Penn State

Helen P. O'Leary - professor of art, Penn State University Park

Book Title: A Field Guide to Getting Lost

Author: Rebecca Solnit

Book Description:

I have spent my life simultaneously anchored to places, countries, people, duties and equally, adrift, in the in-between spaces, between countries, languages, family and certainty.

I picked this book up on my way to the airport, as I relocated to Chicago, leaving the force field of the familiar, and all that was known and loved behind me. I simply laughed out loud as I read the first page. This trip was more of an emotional journey, without compass or road map, or any sense of knowing if it was a right decision. The only certainty was that it was a decision. Uncertainty, trust, loss, memory and desire clogged the compass in both my head and heart.

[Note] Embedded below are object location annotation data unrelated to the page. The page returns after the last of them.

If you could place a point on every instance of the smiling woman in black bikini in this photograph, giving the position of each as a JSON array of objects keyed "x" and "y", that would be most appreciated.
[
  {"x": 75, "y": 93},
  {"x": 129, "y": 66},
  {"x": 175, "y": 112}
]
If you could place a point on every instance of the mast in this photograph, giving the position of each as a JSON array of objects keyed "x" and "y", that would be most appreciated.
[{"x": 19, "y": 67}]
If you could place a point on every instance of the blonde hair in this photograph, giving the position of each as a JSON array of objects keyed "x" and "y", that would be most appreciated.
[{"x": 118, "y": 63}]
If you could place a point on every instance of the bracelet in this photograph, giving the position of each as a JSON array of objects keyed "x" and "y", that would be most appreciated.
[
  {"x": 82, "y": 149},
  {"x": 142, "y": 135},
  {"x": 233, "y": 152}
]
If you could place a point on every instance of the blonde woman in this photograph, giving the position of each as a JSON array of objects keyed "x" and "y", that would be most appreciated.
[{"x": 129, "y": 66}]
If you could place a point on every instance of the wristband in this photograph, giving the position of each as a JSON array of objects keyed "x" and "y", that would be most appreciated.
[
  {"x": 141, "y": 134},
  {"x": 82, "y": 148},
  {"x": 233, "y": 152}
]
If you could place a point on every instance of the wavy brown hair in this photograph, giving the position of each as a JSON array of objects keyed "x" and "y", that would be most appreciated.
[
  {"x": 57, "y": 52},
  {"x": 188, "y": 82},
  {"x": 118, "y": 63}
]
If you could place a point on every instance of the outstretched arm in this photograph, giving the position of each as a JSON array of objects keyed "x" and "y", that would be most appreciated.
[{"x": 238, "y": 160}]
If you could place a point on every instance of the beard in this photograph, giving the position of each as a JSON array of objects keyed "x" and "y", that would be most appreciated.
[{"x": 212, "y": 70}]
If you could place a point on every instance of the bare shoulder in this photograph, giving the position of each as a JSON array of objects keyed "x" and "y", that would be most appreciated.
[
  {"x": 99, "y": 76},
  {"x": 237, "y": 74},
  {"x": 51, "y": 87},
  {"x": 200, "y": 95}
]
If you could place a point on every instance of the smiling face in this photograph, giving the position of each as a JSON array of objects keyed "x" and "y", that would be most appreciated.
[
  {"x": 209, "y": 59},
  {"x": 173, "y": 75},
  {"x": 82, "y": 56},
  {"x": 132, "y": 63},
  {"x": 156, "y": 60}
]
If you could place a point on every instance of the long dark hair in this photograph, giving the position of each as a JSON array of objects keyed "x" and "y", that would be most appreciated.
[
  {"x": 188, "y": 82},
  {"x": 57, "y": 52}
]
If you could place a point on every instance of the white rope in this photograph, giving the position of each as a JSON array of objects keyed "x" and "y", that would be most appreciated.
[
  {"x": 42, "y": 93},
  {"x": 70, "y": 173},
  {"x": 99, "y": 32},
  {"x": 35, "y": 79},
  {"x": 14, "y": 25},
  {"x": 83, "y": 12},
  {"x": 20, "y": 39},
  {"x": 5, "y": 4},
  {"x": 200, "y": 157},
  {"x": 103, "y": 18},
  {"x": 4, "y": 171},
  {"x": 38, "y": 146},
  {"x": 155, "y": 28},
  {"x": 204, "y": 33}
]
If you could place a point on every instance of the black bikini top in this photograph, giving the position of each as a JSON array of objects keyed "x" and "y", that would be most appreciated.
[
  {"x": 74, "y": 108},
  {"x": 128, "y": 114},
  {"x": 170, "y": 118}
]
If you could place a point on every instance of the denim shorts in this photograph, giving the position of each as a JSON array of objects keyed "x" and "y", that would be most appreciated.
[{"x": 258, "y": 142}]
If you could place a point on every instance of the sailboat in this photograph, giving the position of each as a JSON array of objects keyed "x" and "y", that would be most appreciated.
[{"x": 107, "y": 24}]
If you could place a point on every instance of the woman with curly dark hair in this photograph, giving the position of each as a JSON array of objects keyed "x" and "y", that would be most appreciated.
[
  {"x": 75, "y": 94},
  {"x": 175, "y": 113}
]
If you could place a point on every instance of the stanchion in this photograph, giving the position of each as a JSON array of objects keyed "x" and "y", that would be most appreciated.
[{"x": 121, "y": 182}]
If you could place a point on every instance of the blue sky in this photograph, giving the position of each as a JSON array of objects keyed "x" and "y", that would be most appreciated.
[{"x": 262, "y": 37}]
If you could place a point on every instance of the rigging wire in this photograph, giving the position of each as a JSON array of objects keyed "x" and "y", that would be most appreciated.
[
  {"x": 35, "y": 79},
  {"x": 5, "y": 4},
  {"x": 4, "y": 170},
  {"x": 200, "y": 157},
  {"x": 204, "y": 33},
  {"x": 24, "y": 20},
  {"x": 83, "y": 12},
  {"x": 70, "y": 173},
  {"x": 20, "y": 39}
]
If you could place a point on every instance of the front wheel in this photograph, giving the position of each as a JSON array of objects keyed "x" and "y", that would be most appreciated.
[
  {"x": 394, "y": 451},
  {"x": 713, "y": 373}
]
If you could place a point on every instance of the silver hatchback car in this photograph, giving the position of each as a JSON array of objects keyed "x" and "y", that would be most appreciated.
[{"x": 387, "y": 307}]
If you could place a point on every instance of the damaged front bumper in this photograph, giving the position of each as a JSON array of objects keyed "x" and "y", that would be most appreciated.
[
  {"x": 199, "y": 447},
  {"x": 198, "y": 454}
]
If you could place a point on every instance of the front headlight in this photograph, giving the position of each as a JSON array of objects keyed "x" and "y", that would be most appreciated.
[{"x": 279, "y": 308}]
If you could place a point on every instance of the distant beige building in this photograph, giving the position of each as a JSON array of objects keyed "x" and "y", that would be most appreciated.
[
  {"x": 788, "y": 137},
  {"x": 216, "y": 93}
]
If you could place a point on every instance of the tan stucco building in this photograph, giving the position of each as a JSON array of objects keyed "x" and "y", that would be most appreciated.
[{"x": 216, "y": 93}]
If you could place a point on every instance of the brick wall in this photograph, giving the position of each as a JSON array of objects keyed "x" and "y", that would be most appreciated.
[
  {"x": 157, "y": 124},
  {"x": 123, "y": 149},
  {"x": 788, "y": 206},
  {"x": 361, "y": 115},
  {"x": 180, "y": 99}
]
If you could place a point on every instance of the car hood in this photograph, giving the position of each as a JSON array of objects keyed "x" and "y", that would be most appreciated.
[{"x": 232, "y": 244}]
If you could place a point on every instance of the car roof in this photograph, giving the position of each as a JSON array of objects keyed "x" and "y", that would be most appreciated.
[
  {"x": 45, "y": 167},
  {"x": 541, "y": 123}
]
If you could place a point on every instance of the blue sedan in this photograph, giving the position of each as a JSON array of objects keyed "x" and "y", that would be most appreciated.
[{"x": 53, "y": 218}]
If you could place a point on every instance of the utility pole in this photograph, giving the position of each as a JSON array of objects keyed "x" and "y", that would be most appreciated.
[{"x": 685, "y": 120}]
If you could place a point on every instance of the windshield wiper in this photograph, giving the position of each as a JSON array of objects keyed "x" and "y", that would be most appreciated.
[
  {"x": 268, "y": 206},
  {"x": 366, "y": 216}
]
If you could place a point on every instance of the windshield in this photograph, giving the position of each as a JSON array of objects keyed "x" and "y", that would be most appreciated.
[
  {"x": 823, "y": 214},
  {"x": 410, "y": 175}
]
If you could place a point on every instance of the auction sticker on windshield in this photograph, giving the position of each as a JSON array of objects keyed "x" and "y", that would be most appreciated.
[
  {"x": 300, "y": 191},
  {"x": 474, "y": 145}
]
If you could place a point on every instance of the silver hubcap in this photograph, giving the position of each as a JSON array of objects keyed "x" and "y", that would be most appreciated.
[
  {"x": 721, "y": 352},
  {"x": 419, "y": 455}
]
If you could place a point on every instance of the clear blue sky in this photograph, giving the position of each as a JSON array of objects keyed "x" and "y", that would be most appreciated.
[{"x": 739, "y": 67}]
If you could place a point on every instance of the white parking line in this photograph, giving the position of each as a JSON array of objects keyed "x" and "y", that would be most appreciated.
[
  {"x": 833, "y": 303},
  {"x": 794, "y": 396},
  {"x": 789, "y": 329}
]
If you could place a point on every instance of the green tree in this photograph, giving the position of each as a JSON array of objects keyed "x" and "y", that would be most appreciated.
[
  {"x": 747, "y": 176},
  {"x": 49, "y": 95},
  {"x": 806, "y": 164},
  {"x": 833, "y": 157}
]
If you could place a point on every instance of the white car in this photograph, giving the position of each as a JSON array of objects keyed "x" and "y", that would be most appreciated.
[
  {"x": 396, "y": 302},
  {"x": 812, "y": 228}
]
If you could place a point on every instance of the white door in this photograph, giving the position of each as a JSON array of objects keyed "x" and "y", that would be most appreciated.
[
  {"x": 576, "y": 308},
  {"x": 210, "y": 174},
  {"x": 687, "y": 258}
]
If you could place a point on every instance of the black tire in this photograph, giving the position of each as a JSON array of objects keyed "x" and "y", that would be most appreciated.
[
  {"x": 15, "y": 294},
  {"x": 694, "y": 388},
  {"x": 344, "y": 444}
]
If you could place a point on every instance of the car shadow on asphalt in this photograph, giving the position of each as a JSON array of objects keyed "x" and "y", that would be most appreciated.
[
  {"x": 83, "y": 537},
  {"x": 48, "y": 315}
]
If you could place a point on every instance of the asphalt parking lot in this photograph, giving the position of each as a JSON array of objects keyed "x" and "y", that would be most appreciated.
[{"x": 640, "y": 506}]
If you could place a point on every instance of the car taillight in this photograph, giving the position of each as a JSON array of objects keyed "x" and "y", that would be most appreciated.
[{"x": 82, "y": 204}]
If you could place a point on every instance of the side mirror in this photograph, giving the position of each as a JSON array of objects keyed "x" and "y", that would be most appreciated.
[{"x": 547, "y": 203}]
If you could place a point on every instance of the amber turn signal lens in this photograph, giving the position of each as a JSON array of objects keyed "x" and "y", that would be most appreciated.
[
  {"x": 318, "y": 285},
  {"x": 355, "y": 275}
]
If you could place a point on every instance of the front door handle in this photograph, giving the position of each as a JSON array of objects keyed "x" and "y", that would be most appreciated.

On a more recent trip to Ireland with three teenage girls, we spent most of the journey being unbelievably lost, but found some of the most memorable experiences because of the lack of road signs and our collective bad geographic compass. They were of course, indignant, at that age they wanted answers, tangibles, firm destinations, not unknowns and questions. I found myself driving with great determination, in side ways rain in the wrong direction, following hunches more than actual directions. I suspect, given the soul -searching nature of the trip, I didn't want to be found. I was looking for the start of a new chapter, a new book to photograph, and down small lanes and dead ends and red herrings, I found the beginnings of unexplored links that would take me to my next book.

In the studio, when faced with a new blank canvas, I have that rush of fear of not knowing what I will do, my painterly compass wavers momentarily and I gingerly try to forget what I already know. The exhilaration of not knowing how things will turn out forms a fragile thread with the known and remembered. Few books in my collection have as many coffee stains, boarding passes for book marks, questions, tears, notes in the margin, and a well worn dog eared look of having been carried around as this one. One day, I imagine, I will loose it, on a bus or a plane, waiting for it's new reader.